On April 27, the House of Representative unanimously passed the Email Privacy Act.  As previously reported, the proposed changes would strengthen the privacy protections for email and other cloud-storage services by closing a loophole that allowed law enforcement to access older data without obtaining a warrant.

However, while there is widespread support to require warrants for older emails, there remain some substantial disagreements about other proposed reforms to the 30-year-old law.  For example, the House Judiciary committee rejected proposed provisions that would have (1) required government agencies to notify targets of a warrant after their information was provided to the government; and (2) applied the warrant requirement to a customer’s geolocation information ; and (3) created a carve-out for regulators like the FTC and the SEC, who asked for a way to obtain customer emails without a criminal warrant, which may be unavailable in civil cases.

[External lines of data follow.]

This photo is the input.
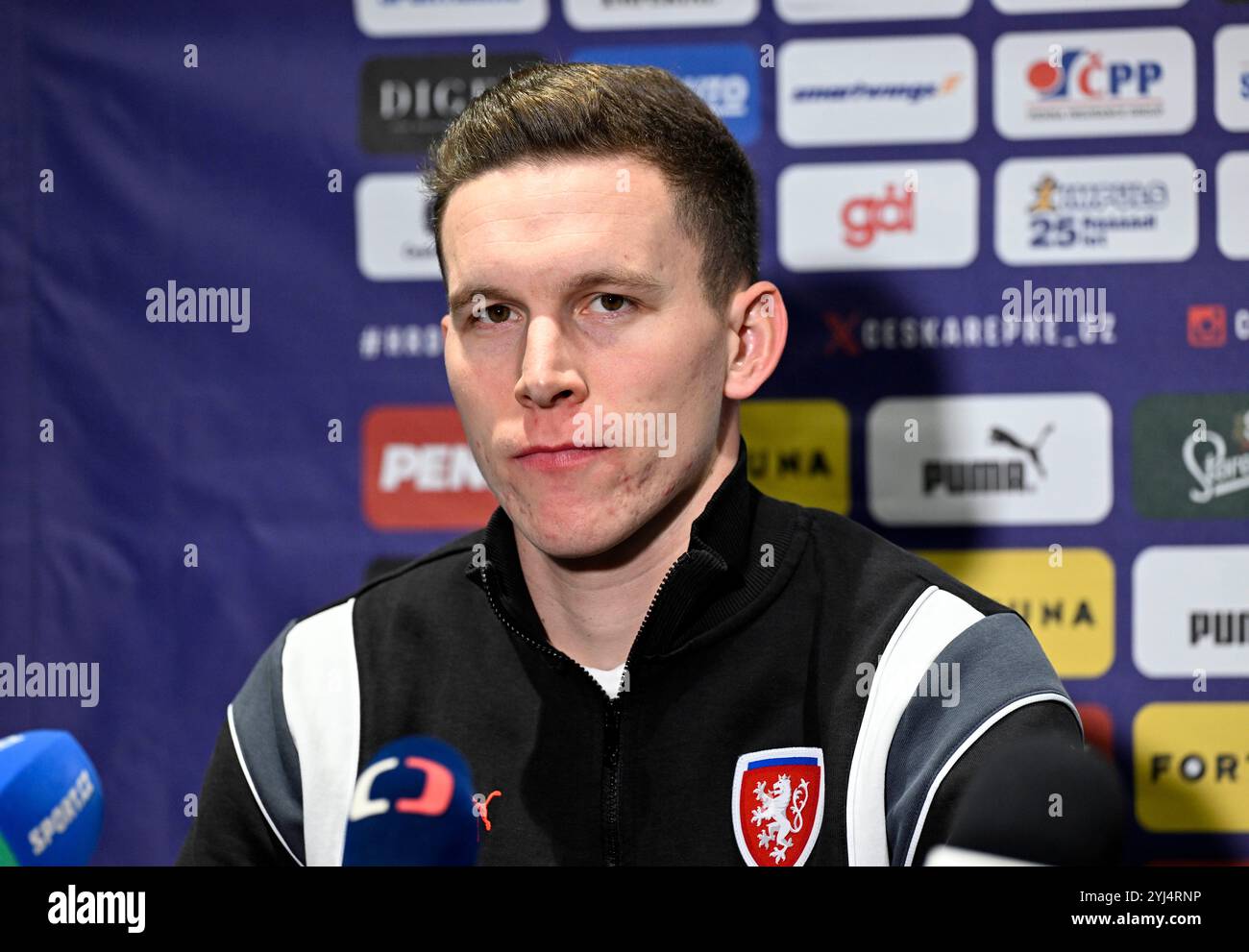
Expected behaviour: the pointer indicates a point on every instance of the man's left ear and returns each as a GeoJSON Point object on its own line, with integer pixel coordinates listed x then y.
{"type": "Point", "coordinates": [760, 339]}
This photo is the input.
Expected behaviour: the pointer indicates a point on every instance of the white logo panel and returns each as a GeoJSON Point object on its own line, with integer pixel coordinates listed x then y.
{"type": "Point", "coordinates": [446, 17]}
{"type": "Point", "coordinates": [658, 13]}
{"type": "Point", "coordinates": [827, 12]}
{"type": "Point", "coordinates": [392, 240]}
{"type": "Point", "coordinates": [865, 91]}
{"type": "Point", "coordinates": [1094, 83]}
{"type": "Point", "coordinates": [990, 460]}
{"type": "Point", "coordinates": [877, 215]}
{"type": "Point", "coordinates": [1190, 611]}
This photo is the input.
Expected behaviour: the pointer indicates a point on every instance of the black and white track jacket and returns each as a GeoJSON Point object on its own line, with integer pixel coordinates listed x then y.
{"type": "Point", "coordinates": [782, 632]}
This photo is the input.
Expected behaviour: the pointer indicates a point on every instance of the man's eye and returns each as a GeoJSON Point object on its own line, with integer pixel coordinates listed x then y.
{"type": "Point", "coordinates": [490, 314]}
{"type": "Point", "coordinates": [612, 303]}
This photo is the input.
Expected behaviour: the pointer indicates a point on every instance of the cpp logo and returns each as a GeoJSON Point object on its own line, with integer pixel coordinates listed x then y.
{"type": "Point", "coordinates": [1085, 74]}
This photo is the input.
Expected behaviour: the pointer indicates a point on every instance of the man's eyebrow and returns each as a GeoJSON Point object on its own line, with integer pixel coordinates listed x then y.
{"type": "Point", "coordinates": [637, 281]}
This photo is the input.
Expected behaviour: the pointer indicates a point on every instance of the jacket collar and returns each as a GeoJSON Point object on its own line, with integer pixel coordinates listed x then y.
{"type": "Point", "coordinates": [715, 578]}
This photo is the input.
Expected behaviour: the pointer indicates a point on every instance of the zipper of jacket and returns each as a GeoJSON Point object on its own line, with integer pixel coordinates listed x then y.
{"type": "Point", "coordinates": [612, 745]}
{"type": "Point", "coordinates": [612, 715]}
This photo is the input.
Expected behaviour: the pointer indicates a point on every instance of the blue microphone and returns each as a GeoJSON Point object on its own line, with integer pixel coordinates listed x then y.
{"type": "Point", "coordinates": [412, 806]}
{"type": "Point", "coordinates": [50, 801]}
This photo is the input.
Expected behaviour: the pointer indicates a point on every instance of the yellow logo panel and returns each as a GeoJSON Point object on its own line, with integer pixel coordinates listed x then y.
{"type": "Point", "coordinates": [1191, 768]}
{"type": "Point", "coordinates": [1065, 595]}
{"type": "Point", "coordinates": [798, 452]}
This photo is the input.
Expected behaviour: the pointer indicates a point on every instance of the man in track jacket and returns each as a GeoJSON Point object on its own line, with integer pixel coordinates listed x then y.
{"type": "Point", "coordinates": [652, 662]}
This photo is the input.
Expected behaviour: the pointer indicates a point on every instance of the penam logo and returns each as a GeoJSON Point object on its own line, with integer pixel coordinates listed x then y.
{"type": "Point", "coordinates": [419, 471]}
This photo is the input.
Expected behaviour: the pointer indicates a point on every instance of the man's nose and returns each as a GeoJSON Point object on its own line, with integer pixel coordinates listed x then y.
{"type": "Point", "coordinates": [549, 366]}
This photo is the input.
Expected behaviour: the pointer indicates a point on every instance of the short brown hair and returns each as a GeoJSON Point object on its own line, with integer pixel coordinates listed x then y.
{"type": "Point", "coordinates": [548, 111]}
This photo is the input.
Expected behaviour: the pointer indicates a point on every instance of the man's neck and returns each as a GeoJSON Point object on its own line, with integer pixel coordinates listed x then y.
{"type": "Point", "coordinates": [592, 609]}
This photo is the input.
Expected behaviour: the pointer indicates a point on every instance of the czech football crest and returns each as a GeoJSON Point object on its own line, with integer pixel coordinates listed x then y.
{"type": "Point", "coordinates": [778, 801]}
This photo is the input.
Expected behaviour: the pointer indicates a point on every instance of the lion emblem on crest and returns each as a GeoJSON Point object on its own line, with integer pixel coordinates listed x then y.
{"type": "Point", "coordinates": [774, 810]}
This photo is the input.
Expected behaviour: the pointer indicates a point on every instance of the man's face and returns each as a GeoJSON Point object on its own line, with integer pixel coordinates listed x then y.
{"type": "Point", "coordinates": [573, 287]}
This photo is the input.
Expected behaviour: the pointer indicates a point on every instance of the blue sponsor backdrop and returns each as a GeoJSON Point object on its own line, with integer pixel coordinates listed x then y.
{"type": "Point", "coordinates": [176, 433]}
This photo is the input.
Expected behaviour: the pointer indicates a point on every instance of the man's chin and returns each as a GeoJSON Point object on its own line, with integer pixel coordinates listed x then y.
{"type": "Point", "coordinates": [567, 539]}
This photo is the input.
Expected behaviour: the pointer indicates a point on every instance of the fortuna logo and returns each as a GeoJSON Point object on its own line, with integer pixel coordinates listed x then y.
{"type": "Point", "coordinates": [1218, 474]}
{"type": "Point", "coordinates": [778, 803]}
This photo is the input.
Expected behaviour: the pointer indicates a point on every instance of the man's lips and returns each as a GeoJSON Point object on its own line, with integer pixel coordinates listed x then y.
{"type": "Point", "coordinates": [560, 456]}
{"type": "Point", "coordinates": [551, 448]}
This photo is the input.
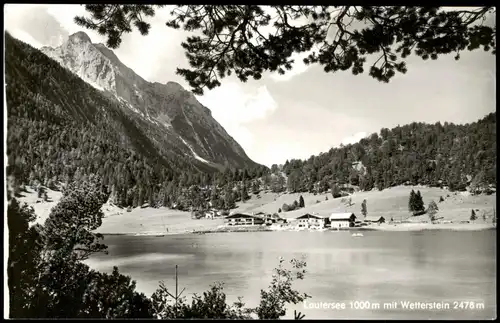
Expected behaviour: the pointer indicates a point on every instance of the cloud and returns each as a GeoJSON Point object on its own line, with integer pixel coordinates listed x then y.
{"type": "Point", "coordinates": [354, 138]}
{"type": "Point", "coordinates": [24, 37]}
{"type": "Point", "coordinates": [234, 107]}
{"type": "Point", "coordinates": [298, 67]}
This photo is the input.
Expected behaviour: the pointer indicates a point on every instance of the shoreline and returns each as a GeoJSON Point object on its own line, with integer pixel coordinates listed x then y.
{"type": "Point", "coordinates": [405, 227]}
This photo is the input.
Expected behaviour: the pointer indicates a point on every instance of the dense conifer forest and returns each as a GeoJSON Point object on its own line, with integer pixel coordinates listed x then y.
{"type": "Point", "coordinates": [57, 135]}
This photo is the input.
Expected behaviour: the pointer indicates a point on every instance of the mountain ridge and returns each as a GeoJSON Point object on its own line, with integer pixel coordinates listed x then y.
{"type": "Point", "coordinates": [172, 115]}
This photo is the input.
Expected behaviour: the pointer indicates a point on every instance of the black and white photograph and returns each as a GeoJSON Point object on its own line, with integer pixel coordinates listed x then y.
{"type": "Point", "coordinates": [249, 162]}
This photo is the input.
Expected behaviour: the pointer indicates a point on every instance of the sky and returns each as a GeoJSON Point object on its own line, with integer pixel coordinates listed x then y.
{"type": "Point", "coordinates": [306, 111]}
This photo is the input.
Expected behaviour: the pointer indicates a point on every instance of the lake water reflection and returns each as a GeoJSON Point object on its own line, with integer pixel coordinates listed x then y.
{"type": "Point", "coordinates": [381, 267]}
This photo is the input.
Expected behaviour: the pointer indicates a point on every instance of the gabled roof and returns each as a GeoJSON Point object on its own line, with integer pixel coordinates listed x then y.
{"type": "Point", "coordinates": [374, 217]}
{"type": "Point", "coordinates": [309, 216]}
{"type": "Point", "coordinates": [341, 216]}
{"type": "Point", "coordinates": [240, 215]}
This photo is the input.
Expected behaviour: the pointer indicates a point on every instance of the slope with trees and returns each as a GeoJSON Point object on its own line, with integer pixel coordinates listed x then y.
{"type": "Point", "coordinates": [58, 135]}
{"type": "Point", "coordinates": [47, 278]}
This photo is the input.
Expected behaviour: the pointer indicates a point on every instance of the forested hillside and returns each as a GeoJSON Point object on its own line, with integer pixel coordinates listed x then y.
{"type": "Point", "coordinates": [417, 154]}
{"type": "Point", "coordinates": [60, 129]}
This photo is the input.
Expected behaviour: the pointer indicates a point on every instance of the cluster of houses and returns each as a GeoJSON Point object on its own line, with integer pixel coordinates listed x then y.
{"type": "Point", "coordinates": [306, 221]}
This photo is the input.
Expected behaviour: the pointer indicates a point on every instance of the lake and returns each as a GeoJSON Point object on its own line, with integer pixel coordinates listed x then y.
{"type": "Point", "coordinates": [372, 277]}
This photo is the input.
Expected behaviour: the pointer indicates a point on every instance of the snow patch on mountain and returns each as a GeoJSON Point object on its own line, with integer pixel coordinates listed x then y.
{"type": "Point", "coordinates": [194, 153]}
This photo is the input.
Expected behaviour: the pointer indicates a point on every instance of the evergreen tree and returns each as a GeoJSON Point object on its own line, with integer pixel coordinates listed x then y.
{"type": "Point", "coordinates": [335, 191]}
{"type": "Point", "coordinates": [301, 202]}
{"type": "Point", "coordinates": [411, 201]}
{"type": "Point", "coordinates": [432, 210]}
{"type": "Point", "coordinates": [364, 210]}
{"type": "Point", "coordinates": [419, 203]}
{"type": "Point", "coordinates": [473, 216]}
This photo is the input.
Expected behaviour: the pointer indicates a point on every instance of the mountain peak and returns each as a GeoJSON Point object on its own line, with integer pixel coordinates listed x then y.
{"type": "Point", "coordinates": [79, 37]}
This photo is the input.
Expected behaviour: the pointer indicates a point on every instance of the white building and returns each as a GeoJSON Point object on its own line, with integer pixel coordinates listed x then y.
{"type": "Point", "coordinates": [342, 220]}
{"type": "Point", "coordinates": [311, 221]}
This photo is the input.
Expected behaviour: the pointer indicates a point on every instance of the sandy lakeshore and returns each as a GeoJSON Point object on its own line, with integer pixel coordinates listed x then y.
{"type": "Point", "coordinates": [430, 226]}
{"type": "Point", "coordinates": [390, 203]}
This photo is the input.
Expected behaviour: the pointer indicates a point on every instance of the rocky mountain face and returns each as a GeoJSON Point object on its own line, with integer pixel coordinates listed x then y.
{"type": "Point", "coordinates": [168, 114]}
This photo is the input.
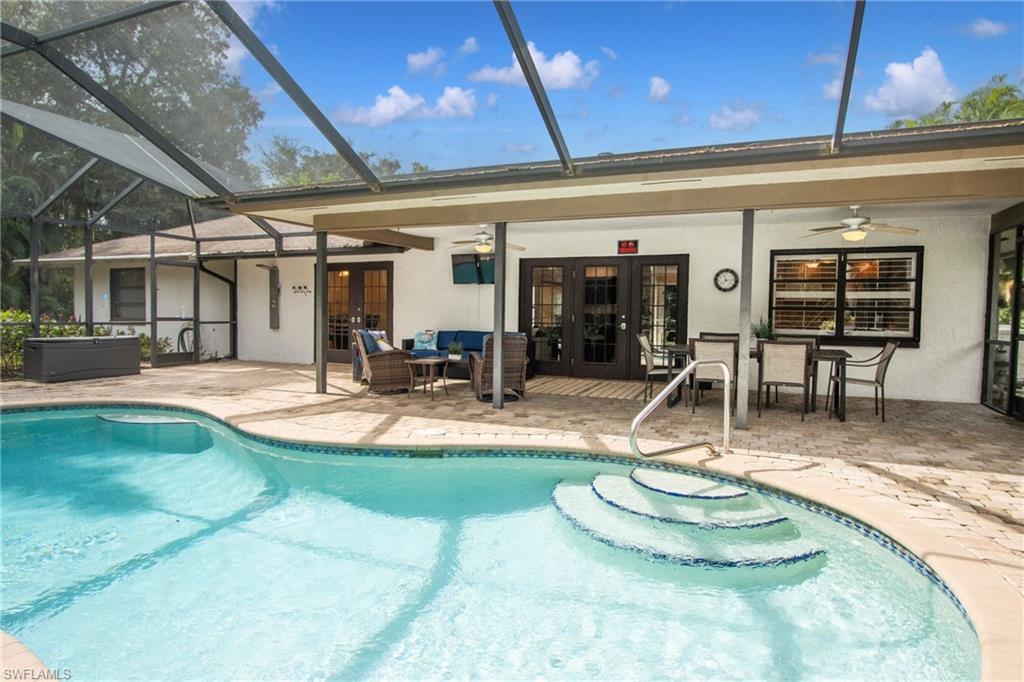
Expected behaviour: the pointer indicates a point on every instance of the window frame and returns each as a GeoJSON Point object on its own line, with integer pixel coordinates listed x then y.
{"type": "Point", "coordinates": [115, 303]}
{"type": "Point", "coordinates": [840, 337]}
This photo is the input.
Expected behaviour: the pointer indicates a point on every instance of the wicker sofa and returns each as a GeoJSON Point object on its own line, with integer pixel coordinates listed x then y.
{"type": "Point", "coordinates": [384, 371]}
{"type": "Point", "coordinates": [481, 367]}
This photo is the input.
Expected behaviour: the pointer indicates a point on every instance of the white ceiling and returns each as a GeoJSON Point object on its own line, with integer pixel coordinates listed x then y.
{"type": "Point", "coordinates": [880, 213]}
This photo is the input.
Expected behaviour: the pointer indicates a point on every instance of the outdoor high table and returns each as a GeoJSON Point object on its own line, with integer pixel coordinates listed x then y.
{"type": "Point", "coordinates": [837, 356]}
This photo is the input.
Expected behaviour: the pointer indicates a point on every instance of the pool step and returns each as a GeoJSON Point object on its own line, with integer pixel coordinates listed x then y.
{"type": "Point", "coordinates": [682, 485]}
{"type": "Point", "coordinates": [674, 544]}
{"type": "Point", "coordinates": [623, 493]}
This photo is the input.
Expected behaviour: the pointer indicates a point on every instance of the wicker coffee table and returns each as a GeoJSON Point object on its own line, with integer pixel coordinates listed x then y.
{"type": "Point", "coordinates": [425, 369]}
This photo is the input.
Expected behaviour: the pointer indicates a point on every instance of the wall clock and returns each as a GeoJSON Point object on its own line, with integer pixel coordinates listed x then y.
{"type": "Point", "coordinates": [726, 279]}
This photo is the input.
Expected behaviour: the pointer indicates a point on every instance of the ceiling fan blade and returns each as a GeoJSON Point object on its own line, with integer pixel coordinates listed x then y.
{"type": "Point", "coordinates": [882, 227]}
{"type": "Point", "coordinates": [822, 231]}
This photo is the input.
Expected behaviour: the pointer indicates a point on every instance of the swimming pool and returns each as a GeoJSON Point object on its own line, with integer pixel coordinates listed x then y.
{"type": "Point", "coordinates": [188, 550]}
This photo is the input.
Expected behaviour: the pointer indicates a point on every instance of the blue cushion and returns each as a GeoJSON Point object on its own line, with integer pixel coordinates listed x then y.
{"type": "Point", "coordinates": [444, 337]}
{"type": "Point", "coordinates": [471, 340]}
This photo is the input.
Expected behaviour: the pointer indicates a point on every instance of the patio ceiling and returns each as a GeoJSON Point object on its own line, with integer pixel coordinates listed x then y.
{"type": "Point", "coordinates": [66, 42]}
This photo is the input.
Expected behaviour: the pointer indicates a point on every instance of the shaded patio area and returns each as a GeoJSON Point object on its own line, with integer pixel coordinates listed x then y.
{"type": "Point", "coordinates": [954, 468]}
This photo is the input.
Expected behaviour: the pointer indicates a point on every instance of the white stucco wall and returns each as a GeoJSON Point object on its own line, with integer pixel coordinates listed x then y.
{"type": "Point", "coordinates": [946, 367]}
{"type": "Point", "coordinates": [174, 299]}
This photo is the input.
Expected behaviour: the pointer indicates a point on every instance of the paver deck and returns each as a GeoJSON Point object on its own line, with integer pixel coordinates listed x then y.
{"type": "Point", "coordinates": [951, 472]}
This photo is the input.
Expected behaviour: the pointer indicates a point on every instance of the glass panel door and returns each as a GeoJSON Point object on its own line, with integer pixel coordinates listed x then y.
{"type": "Point", "coordinates": [358, 296]}
{"type": "Point", "coordinates": [546, 313]}
{"type": "Point", "coordinates": [338, 315]}
{"type": "Point", "coordinates": [602, 331]}
{"type": "Point", "coordinates": [1003, 379]}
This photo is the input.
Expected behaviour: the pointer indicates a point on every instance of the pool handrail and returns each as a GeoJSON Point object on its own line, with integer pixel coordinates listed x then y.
{"type": "Point", "coordinates": [664, 395]}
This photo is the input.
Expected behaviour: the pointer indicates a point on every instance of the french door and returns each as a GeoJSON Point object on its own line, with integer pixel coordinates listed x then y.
{"type": "Point", "coordinates": [583, 314]}
{"type": "Point", "coordinates": [1004, 379]}
{"type": "Point", "coordinates": [358, 296]}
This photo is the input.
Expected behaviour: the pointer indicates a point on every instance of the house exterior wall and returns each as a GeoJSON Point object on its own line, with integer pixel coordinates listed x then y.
{"type": "Point", "coordinates": [174, 299]}
{"type": "Point", "coordinates": [946, 367]}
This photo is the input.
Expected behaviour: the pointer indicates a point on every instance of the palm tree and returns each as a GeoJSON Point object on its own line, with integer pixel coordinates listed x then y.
{"type": "Point", "coordinates": [993, 101]}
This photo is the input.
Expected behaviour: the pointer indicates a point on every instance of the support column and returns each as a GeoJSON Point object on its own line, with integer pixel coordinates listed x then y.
{"type": "Point", "coordinates": [745, 286]}
{"type": "Point", "coordinates": [154, 326]}
{"type": "Point", "coordinates": [498, 383]}
{"type": "Point", "coordinates": [34, 275]}
{"type": "Point", "coordinates": [89, 326]}
{"type": "Point", "coordinates": [197, 350]}
{"type": "Point", "coordinates": [320, 312]}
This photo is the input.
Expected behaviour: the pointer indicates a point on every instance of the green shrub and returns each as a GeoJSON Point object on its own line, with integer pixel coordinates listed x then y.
{"type": "Point", "coordinates": [16, 328]}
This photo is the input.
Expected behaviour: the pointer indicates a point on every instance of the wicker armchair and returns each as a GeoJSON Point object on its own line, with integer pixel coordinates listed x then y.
{"type": "Point", "coordinates": [385, 371]}
{"type": "Point", "coordinates": [481, 368]}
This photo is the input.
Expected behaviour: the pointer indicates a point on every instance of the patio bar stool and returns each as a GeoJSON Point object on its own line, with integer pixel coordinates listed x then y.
{"type": "Point", "coordinates": [783, 364]}
{"type": "Point", "coordinates": [881, 364]}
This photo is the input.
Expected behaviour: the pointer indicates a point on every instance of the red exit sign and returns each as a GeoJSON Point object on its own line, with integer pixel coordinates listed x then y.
{"type": "Point", "coordinates": [629, 247]}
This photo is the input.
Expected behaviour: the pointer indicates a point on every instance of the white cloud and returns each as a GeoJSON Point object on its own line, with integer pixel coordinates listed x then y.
{"type": "Point", "coordinates": [833, 89]}
{"type": "Point", "coordinates": [429, 60]}
{"type": "Point", "coordinates": [658, 89]}
{"type": "Point", "coordinates": [912, 88]}
{"type": "Point", "coordinates": [565, 71]}
{"type": "Point", "coordinates": [455, 103]}
{"type": "Point", "coordinates": [740, 118]}
{"type": "Point", "coordinates": [824, 57]}
{"type": "Point", "coordinates": [982, 28]}
{"type": "Point", "coordinates": [519, 148]}
{"type": "Point", "coordinates": [397, 104]}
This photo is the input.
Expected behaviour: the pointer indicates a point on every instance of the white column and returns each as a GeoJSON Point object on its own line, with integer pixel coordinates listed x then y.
{"type": "Point", "coordinates": [745, 274]}
{"type": "Point", "coordinates": [498, 384]}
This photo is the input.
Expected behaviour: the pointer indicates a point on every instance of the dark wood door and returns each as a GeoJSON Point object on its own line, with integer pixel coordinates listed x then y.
{"type": "Point", "coordinates": [546, 312]}
{"type": "Point", "coordinates": [359, 296]}
{"type": "Point", "coordinates": [658, 296]}
{"type": "Point", "coordinates": [601, 311]}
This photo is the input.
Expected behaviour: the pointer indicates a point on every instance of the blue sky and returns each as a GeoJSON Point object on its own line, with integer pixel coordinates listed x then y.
{"type": "Point", "coordinates": [435, 82]}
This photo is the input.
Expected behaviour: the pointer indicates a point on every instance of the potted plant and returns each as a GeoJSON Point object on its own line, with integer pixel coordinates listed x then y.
{"type": "Point", "coordinates": [763, 330]}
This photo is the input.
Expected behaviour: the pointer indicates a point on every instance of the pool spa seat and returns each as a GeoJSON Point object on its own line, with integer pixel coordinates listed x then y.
{"type": "Point", "coordinates": [686, 520]}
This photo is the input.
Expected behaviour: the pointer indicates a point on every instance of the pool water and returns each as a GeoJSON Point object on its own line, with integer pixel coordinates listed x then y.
{"type": "Point", "coordinates": [187, 551]}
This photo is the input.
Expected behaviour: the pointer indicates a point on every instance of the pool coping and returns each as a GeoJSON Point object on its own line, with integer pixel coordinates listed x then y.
{"type": "Point", "coordinates": [993, 608]}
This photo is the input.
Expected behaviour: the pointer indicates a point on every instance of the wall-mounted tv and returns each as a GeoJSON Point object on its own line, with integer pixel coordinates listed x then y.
{"type": "Point", "coordinates": [472, 268]}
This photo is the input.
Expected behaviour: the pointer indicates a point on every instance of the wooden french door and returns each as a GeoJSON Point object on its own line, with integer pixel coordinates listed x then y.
{"type": "Point", "coordinates": [583, 314]}
{"type": "Point", "coordinates": [358, 296]}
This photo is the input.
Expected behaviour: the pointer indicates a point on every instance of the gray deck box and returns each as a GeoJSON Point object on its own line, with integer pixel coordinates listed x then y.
{"type": "Point", "coordinates": [75, 357]}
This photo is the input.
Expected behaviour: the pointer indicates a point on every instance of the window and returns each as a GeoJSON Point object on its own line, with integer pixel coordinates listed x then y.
{"type": "Point", "coordinates": [850, 295]}
{"type": "Point", "coordinates": [128, 294]}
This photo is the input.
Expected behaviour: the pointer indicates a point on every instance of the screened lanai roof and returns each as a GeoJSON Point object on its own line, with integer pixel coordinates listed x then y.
{"type": "Point", "coordinates": [253, 100]}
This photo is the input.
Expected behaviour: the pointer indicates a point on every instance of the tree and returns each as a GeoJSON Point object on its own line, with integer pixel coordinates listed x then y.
{"type": "Point", "coordinates": [171, 67]}
{"type": "Point", "coordinates": [993, 101]}
{"type": "Point", "coordinates": [289, 163]}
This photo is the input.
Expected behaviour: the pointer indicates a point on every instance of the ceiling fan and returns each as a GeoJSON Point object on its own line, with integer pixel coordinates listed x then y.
{"type": "Point", "coordinates": [856, 227]}
{"type": "Point", "coordinates": [483, 243]}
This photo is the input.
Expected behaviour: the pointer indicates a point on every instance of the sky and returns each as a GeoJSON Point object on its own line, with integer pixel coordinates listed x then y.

Now that the Act has passed the House, there is renewed pressure on the Senate to take up its version, the Electronic Communications Privacy Act Amendments Act of 2015, which is currently in front of the Judiciary Committee.  Senator Chuck Grassley, the Chairman of the Senate Judiciary Committee, promised that he “plan[s] on taking a close look at the bill that passed the House, and talking with interested stakeholders and members of this committee to try to find a path forward for ECPA reform here in the Senate.”  However, he noted that “members of this committee on both sides of the aisle have expressed concerns about the details of this reform and whether it’s balanced to reflect issues raised by law enforcement.”  Senator Patrick Leahy and Senator Mike Lee, two of the co-sponsors to the Senate bill, urged the Senate to “take up and pass this bipartisan, common-sense legislation without delay.”